Our series called 'The Reckoning' has aimed to humanize the very complex decisions that Minnesotans and their leaders face.
Long before Christmas, as we assessed the big stories facing the state this year, we began thinking about how we would cover the projected $6.2 billion budget crisis in a way that readers could really understand.
As we talked about the economic climate, the unemployment rate, the pension questions and health care funding issues in the state, it seemed to us that a new economic reality was settling in that challenges life as we have known it in Minnesota.
We also knew that the budget crisis would overshadow every issue at the state Capitol this year as a new governor took office.
"It's such an enormous issue, with so many ramifications, that it's hard for the average citizen -- or even lawmakers -- to get their arms around it," said Kate Parry, our assistant managing editor for local news.
With that in mind, we set out an ambitious reporting plan to try to bring home to Minnesotans what this budget problem means in real-life terms, and to explore the truly difficult questions facing our state's leaders.
More than half a dozen reporters from our news, investigative, business and photography staffs were pulled aside to explore different aspects of this perplexing issue.
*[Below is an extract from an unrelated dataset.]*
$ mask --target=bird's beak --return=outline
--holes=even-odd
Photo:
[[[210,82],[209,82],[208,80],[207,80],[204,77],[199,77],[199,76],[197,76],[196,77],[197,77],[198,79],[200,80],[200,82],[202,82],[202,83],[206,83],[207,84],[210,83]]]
The journalists were given four to six weeks to report their pieces of the story.
"If you add it all up, it was more than a half a year in reporter time," Parry said of the effort. "But if we're going to make that kind of investment of time and resources, we couldn't pick a topic more crucial to the well-being of the state of Minnesota and its citizens right now."
The result has been unfolding since January in a seven-part series we have labeled "The Reckoning."
In this series, reporters have looked first-hand at issues ranging from who is struggling at a personal level with pending cuts in state services such as personal care assistants and rent subsidies to what the impact would be on businesses if we taxed food or clothing or professional services to maintain Minnesota's spending levels.
They've asked tough questions about backlogs in the state courts and the quality of education in our schools.
The last installment, today, explores whether the state can afford its current level of state employees, and accompanying benefits, some of which are more generous than the private sector delivers.
In every story, there are strong arguments on every side of the debate -- and clear winners and losers, depending on what our Legislature and governor ultimately decide.
Any way you look at this problem, it's inevitable that a lot of people are going to feel real pain.
"This really is a reckoning for Minnesota, and our goal has been to take readers deep inside of it, to have them think about and feel the hard choices ahead," said Managing Editor Rene Sanchez, who has worked with the news departments to oversee this project.
As a longtime editor, I know that issue stories are not necessarily the sexiest of topics to read in your state newspaper or on its website. That's why we've tried to humanize these stories by exploring what they mean in the lives of everyday Minnesotans who are running a business or going to a school or who are personally in need of help.
Whether the content is popular or not, this is one of those times when I believe that it is our job to put the question of money and services front and center for readers so that they fully understand the complexities of the difficult choices facing our state.
The reckoning at hand will affect every single one of us, either in terms of the taxes we pay or the services we get from our state and local governments.
Nancy Barnes is editor and senior vice president of the Star Tribune.